In the standard three-field notation for optimal-job-scheduling problems, the flow-shop variant is denoted by F in the first field. For example, the problem denoted by " F3|$p_{ij}$|$C_\max$" is a 3-machines flow-shop problem with unit processing times, where the goal is to minimize the maximum completion time.

==Formal definition==
There are m machines and n jobs. Each job contains exactly m operations. The i-th operation of the job must be executed on the i-th machine. No machine can perform more than one operation simultaneously. For each operation of each job, execution time is specified.

Operations within one job must be performed in the specified order. The first operation gets executed on the first machine, then (as the first operation is finished) the second operation on the second machine, and so on until the m-th operation. Jobs can be executed in any order, however. The problem is to determine the optimal such arrangement, i.e. the one with the shortest possible total job execution makespan.

==Sequencing performance measurements (γ)==
The sequencing problem can be stated as determining a sequence S such that one or several sequencing objectives are optimized.
1. (Average) Flow time, $\sum (w_i) F_i$
2. Makespan, C_{max}
3. (Average) Tardiness, $\sum (w_i) T_i$
4. ....
detailed discussion of performance measurement can be found in Malakooti(2013).

==Complexity of flow-shop scheduling==
As presented by Garey et al. (1976), most of extensions of the flow-shop-scheduling problems are NP-hard and few of them can be solved optimally in O(nlogn); for example, F2|prmu|C_{max} can be solved optimally by using Johnson's Rule.

Taillard provides substantial benchmark problems for scheduling flow shops, open shops, and job shops.

==Solution methods==
The proposed methods to solve flow-shop-scheduling problems can be classified as exact algorithm such as branch and bound and heuristic algorithm such as genetic algorithm.

=== Minimizing makespan, C_{max} ===

F2|prmu|C_{max} and F3|prmu|C_{max} can be solved optimally by using Johnson's Rule but for general case there is no algorithm that guarantee the optimality of the solution.

The flow shop contains n jobs simultaneously available at time zero and to be processed by two machines arranged in series with unlimited storage in between them. The processing time of all jobs are known with certainty. It is required to schedule n jobs on machines so as to minimize makespan.
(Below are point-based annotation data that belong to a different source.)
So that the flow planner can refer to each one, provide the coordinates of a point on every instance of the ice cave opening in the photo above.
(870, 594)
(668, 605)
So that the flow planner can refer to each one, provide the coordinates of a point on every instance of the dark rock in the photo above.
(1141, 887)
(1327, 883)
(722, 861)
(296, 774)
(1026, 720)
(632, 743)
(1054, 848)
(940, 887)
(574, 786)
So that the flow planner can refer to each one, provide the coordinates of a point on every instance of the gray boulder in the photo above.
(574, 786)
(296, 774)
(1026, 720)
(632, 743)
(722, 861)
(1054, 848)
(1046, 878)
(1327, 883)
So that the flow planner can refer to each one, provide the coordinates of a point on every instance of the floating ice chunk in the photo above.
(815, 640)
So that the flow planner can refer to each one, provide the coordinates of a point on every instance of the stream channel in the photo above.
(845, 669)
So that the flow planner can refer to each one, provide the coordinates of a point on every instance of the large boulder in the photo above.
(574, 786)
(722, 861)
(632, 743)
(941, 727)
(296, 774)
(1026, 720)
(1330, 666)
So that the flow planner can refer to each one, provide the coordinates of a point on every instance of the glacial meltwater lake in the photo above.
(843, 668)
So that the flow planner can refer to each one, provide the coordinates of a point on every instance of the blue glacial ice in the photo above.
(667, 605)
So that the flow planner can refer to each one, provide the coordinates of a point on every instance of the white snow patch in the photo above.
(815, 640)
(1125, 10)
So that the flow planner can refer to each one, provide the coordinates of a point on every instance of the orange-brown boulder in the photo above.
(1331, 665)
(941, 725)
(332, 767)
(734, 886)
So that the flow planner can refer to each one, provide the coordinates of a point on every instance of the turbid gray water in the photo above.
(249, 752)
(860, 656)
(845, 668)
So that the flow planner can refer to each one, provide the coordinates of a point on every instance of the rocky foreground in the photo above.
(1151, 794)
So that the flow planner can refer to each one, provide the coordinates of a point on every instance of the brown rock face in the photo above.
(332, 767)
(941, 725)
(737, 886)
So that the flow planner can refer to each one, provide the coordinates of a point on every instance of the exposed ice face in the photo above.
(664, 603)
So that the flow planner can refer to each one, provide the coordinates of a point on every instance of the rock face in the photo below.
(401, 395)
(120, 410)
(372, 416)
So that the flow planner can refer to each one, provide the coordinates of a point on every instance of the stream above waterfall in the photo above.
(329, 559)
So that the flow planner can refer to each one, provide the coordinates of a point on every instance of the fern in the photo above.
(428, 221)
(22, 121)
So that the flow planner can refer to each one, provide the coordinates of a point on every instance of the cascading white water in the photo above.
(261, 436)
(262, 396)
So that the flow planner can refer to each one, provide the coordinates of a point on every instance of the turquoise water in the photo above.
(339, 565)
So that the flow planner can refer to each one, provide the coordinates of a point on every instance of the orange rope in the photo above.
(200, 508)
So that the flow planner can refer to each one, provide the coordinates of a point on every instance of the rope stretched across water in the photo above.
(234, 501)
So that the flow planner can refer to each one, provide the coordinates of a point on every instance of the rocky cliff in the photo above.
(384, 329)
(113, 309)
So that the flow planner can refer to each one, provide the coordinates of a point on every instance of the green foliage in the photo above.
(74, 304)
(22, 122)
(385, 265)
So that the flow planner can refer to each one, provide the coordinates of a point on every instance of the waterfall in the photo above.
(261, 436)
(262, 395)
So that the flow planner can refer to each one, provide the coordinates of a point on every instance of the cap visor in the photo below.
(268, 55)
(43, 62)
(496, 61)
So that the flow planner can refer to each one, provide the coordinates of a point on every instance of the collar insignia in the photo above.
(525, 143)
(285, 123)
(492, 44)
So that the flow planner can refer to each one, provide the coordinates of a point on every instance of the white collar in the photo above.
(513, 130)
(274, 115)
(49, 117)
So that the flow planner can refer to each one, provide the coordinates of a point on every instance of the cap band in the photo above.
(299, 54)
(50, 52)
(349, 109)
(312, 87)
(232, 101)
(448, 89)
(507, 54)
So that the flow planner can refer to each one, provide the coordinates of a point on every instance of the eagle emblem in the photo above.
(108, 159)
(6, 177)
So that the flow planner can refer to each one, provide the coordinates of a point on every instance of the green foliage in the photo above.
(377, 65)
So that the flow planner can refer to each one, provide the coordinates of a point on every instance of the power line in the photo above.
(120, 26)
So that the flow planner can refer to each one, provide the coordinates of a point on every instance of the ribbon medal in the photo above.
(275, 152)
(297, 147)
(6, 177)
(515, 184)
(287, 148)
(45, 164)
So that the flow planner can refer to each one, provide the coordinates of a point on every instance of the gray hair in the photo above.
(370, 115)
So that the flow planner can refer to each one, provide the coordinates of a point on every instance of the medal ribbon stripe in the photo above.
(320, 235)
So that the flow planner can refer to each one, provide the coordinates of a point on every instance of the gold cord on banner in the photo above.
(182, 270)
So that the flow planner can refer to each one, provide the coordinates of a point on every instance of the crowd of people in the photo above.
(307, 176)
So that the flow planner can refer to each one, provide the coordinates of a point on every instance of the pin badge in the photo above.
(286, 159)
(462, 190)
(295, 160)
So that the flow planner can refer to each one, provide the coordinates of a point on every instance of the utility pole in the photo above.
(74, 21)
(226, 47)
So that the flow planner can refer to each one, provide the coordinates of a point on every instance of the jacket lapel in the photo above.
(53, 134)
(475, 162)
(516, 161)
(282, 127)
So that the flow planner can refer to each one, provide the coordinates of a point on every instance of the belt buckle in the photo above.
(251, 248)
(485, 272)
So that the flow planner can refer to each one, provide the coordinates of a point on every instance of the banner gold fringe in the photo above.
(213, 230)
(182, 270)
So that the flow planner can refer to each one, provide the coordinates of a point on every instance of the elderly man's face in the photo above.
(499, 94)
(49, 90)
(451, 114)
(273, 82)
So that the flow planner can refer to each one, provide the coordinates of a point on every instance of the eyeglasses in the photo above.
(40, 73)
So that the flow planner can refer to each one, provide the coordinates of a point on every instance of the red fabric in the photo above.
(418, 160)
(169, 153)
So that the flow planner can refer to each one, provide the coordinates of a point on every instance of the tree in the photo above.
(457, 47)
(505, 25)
The Johnson's rule for scheduling jobs in two-machine flow shop is given below.

In an optimal schedule, job i precedes job j if min{p_{1i},p_{2j}} < min{p_{1j},p_{2i}}. Where as, p_{1i} is the processing time of job i on machine 1 and p_{2i} is the processing time of job i on machine 2. Similarly, p_{1j} and p_{2j} are processing times of job j on machine 1 and machine 2 respectively.

For Johnson's algorithm:
Let p_{1j} be the processing time of job j on machine 1
and p_{2j} the processing time of job j on machine 2

Johnson's algorithm:
1. Form set1 containing all the jobs with p_{1j} < p_{2j}
2. Form set2 containing all the jobs with p_{1j} > p_{2j}, the jobs with p_{1j} = p_{2j} may be put in either set.
3. Form the sequence as follows:
  - (i) The job in set1 go first in the sequence and they go in increasing order of p_{1j} (SPT)
  - (ii) The jobs in set2 follow in decreasing order of p_{2j} (LPT). Ties are broken arbitrarily.
This type schedule is referred as SPT(1)–LPT(2) schedule.

A detailed discussion of the available solution methods are provided by Malakooti (2013).